Fred Page April 10, 2006 3:39 PM

This would also be marginally better either if one needed to select 4 kittens out of 5 (1 in 126), or if the request was “all” (as opposed to 3), and the number of kittens (1-9) was fairly random.

One could also do a “Keno”-type solution – if you have, say 80 images, 20 of which are kittens, having a user select say, 17 (i.e. not all) would give fairly good assurance that either there was a Kitten-recognizer (like a human) on the other end, or someone had found a successful attack.

Eric April 10, 2006 3:44 PM

Well the problem with this technique is that they’ll likely have a finite set of cat pictures. Before too long, anyone (or robot) visiting the site will have seen them all.

With traditional CAPTCHAs you have an incredibly large number of permuted words, and the distortions themselves were probably governed by real-valued parameters that produced even mroe degrees of freedom.

Perhaps some distortions would be possible with kitten photos, but I suspect that one might not be able to get away with the same degree of variability.

@Kelly, I know that technique was reported, but it may have been theoretical. I don’t think anyone’s found it implemented.

@Sencer, you’re confusing a password scheme with a robot-filtering scheme.

pfig April 10, 2006 4:07 PM

why limit the photos you have to x? get 6 photos off of flickr tagged with animal but not tagged with kitten, get 3 tagged with kitten. adjust the numbers as you please. otp kittenauth.

josh April 10, 2006 4:15 PM

I like it, but my eyesight is bad and the sun is shining in my window. I had a great deal of difficulty with this test until I pulled down the blinds. Had the guy been selling something, I might of moved on to another vendor. Life is tought.

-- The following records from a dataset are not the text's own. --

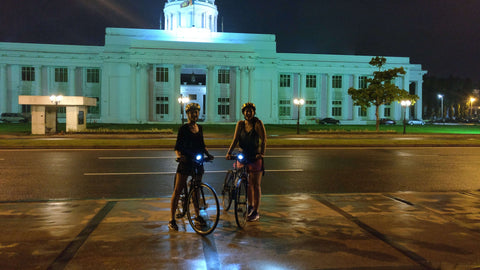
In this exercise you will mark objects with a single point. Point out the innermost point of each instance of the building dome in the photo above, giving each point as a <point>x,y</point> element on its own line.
<point>188,14</point>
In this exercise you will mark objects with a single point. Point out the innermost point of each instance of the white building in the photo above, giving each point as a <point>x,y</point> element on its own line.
<point>139,74</point>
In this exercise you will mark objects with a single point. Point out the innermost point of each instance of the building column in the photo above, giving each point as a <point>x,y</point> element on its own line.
<point>134,68</point>
<point>302,94</point>
<point>3,87</point>
<point>329,95</point>
<point>177,114</point>
<point>71,81</point>
<point>355,109</point>
<point>210,116</point>
<point>242,95</point>
<point>142,94</point>
<point>37,91</point>
<point>418,104</point>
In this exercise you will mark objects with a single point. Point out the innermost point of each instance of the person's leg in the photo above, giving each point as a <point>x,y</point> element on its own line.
<point>256,190</point>
<point>179,186</point>
<point>255,181</point>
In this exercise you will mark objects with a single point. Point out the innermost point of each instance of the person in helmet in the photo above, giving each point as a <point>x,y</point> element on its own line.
<point>189,143</point>
<point>251,137</point>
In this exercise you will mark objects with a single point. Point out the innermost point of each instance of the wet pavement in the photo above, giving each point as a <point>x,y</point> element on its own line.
<point>407,230</point>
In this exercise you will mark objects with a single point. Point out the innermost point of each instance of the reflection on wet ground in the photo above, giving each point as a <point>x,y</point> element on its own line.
<point>297,231</point>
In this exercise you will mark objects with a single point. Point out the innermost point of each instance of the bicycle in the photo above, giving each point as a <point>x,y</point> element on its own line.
<point>235,187</point>
<point>199,201</point>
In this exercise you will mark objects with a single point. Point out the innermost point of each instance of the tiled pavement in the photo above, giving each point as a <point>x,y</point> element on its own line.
<point>297,231</point>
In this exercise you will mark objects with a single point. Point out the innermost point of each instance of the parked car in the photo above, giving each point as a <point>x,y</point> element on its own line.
<point>416,122</point>
<point>328,120</point>
<point>13,117</point>
<point>386,121</point>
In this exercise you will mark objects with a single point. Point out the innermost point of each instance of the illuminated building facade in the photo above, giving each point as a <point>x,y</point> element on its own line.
<point>139,74</point>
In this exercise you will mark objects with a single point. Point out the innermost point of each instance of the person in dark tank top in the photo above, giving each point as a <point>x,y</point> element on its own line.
<point>189,143</point>
<point>251,137</point>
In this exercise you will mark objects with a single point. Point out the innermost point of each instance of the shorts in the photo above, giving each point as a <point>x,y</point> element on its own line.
<point>253,167</point>
<point>187,168</point>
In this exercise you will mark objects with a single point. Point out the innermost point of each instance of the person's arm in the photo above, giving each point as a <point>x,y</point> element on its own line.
<point>234,141</point>
<point>203,146</point>
<point>262,133</point>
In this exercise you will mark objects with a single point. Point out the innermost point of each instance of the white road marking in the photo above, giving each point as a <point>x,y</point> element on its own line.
<point>167,173</point>
<point>173,157</point>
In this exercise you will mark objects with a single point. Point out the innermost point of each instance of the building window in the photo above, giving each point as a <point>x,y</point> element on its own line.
<point>337,81</point>
<point>284,80</point>
<point>362,82</point>
<point>362,112</point>
<point>284,108</point>
<point>311,81</point>
<point>61,75</point>
<point>224,76</point>
<point>162,105</point>
<point>337,108</point>
<point>311,108</point>
<point>93,75</point>
<point>224,106</point>
<point>28,74</point>
<point>386,112</point>
<point>161,74</point>
<point>94,109</point>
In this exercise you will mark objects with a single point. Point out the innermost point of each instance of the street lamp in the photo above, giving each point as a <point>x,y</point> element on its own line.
<point>298,103</point>
<point>405,104</point>
<point>56,100</point>
<point>183,100</point>
<point>440,96</point>
<point>471,104</point>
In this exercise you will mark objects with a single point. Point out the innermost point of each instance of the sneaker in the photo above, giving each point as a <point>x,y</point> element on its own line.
<point>200,221</point>
<point>254,216</point>
<point>172,225</point>
<point>250,210</point>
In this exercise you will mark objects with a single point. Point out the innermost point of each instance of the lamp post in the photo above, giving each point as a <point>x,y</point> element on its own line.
<point>471,105</point>
<point>298,103</point>
<point>440,96</point>
<point>56,100</point>
<point>405,104</point>
<point>183,100</point>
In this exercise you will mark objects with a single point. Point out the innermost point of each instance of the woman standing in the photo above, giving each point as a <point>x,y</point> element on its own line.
<point>251,137</point>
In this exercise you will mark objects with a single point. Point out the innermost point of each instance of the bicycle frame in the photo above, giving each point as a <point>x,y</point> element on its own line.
<point>199,200</point>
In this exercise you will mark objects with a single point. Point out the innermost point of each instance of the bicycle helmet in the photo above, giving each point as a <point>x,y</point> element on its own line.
<point>248,105</point>
<point>192,106</point>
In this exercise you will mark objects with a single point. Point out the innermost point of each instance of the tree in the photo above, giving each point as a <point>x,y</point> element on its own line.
<point>381,89</point>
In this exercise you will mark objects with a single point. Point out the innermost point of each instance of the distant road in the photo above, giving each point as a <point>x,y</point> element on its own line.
<point>93,174</point>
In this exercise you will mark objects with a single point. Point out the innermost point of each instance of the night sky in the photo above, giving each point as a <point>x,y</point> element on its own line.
<point>441,35</point>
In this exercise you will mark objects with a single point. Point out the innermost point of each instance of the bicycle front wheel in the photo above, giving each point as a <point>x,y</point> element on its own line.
<point>203,210</point>
<point>241,203</point>
<point>228,190</point>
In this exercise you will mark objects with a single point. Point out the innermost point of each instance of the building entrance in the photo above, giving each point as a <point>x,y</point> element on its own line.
<point>193,85</point>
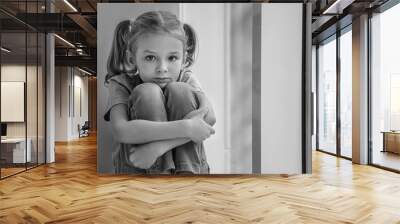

Ian April 10, 2006 4:20 PM

@Fred Page

I’m no statistics expert, but I’m reasonably certain there are only 5 combinations that involve selecting 4 out of 5 pictures, as long as order doesn’t matter. Look at it another way: Pick the 1 pic that ISN’T a kitten.

Fred Page April 10, 2006 4:24 PM


Short answer: It won’t.

The image is too small, there are too few objects that most humans will gravitate towards, there are too few clicks, it scales poorly, and worst of all, the “obfuscation” works for the attacker. Even giving it unreasonable benefits of the doubt, I’m finding the given implementation worse than a 10-character random password where you limit your alphabet to 62 characters (Ex: A-Z,a-z,0-9).

If you want a long answer, post the question on a discussion of passwords.

bpo April 10, 2006 4:26 PM

Since exhaustion of the kittenspace and fast advances in the realm of Kitten Assertion Technology are real worries here, I would suggest a slight modification of the system. Instead of kittens, subjects should be asked to pick out a series of images that are “cute”, allowing for a small margin of error (I would suggest +/- 1 for small sets) for personal taste.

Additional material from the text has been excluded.